Kim agreed. Chapter 98 provisions “have different compliance and documentation requirements,” he said. It’s up to each company to decide what's best, whether that may be to claim USMCA for duty preferences or to use the Chapter 98 provisions, Kim said.

The panel discussion had centered on new USMCA provisions that affect the auto industry. Much of it was focused on labor value content (LVC) and aluminum and steel regional purchasing requirements in the new agreement.

A major change that CBP is still grappling with is the requirement for producers to submit certifications to CBP on LVC and steel and aluminum requirements, Kim said. While the agency is accustomed to certificate of origin requirements in free trade agreements, which the agency does not need at the time of importation but instead on demand during verifications, the USMCA auto producer certifications must be filed upfront, Kim said.
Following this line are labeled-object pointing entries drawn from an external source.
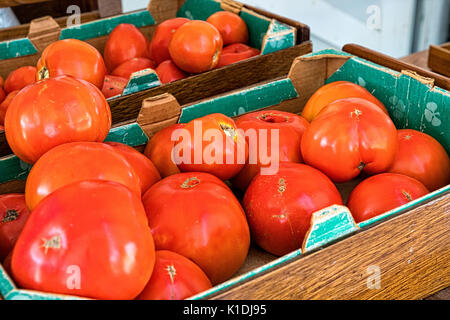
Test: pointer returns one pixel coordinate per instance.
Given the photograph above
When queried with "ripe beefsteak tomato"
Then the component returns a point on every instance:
(142, 166)
(55, 111)
(20, 78)
(224, 156)
(196, 215)
(77, 161)
(159, 46)
(196, 46)
(289, 128)
(231, 26)
(279, 207)
(422, 157)
(72, 57)
(348, 137)
(174, 277)
(13, 215)
(159, 150)
(89, 239)
(383, 192)
(335, 91)
(125, 42)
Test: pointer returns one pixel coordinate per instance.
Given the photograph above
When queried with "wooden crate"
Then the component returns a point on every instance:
(409, 247)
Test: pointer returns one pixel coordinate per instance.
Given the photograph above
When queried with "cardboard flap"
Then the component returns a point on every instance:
(158, 112)
(44, 31)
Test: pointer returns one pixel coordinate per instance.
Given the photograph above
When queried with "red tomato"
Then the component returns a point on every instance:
(125, 42)
(90, 239)
(55, 111)
(335, 91)
(20, 78)
(159, 46)
(159, 150)
(113, 86)
(224, 155)
(5, 104)
(168, 72)
(13, 215)
(174, 277)
(290, 128)
(196, 46)
(235, 53)
(74, 58)
(210, 226)
(279, 207)
(126, 69)
(231, 26)
(142, 166)
(77, 161)
(422, 157)
(348, 137)
(382, 193)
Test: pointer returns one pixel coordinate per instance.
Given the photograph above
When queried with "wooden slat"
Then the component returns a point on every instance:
(395, 64)
(411, 250)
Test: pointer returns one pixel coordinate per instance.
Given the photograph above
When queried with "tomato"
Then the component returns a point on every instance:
(13, 215)
(168, 72)
(174, 277)
(126, 69)
(159, 150)
(196, 46)
(5, 105)
(74, 58)
(335, 91)
(90, 239)
(382, 193)
(422, 157)
(55, 111)
(20, 78)
(159, 46)
(290, 128)
(142, 166)
(224, 155)
(113, 86)
(235, 53)
(279, 207)
(348, 137)
(76, 161)
(125, 42)
(196, 215)
(231, 26)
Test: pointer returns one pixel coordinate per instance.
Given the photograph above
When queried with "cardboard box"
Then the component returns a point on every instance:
(408, 247)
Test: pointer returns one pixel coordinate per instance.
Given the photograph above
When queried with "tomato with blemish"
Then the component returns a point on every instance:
(422, 157)
(196, 46)
(231, 26)
(335, 91)
(159, 46)
(381, 193)
(212, 144)
(348, 137)
(142, 166)
(77, 161)
(196, 215)
(160, 148)
(88, 239)
(53, 112)
(174, 277)
(13, 215)
(124, 43)
(280, 131)
(20, 78)
(72, 57)
(279, 207)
“Because of this, a whole new process has had to be created to accommodate this requirement as well,” Kim said. While CBP has issued some implementing instructions on the filing of these auto producer certifications, the agency will be providing more detail and guidance to the trade in new regulations later in 2021, Kim said. CBP also continues to work very closely with the Labor Department on reviewing the certifications it has already received, and the two agencies are ironing out the details for that process as well, he said.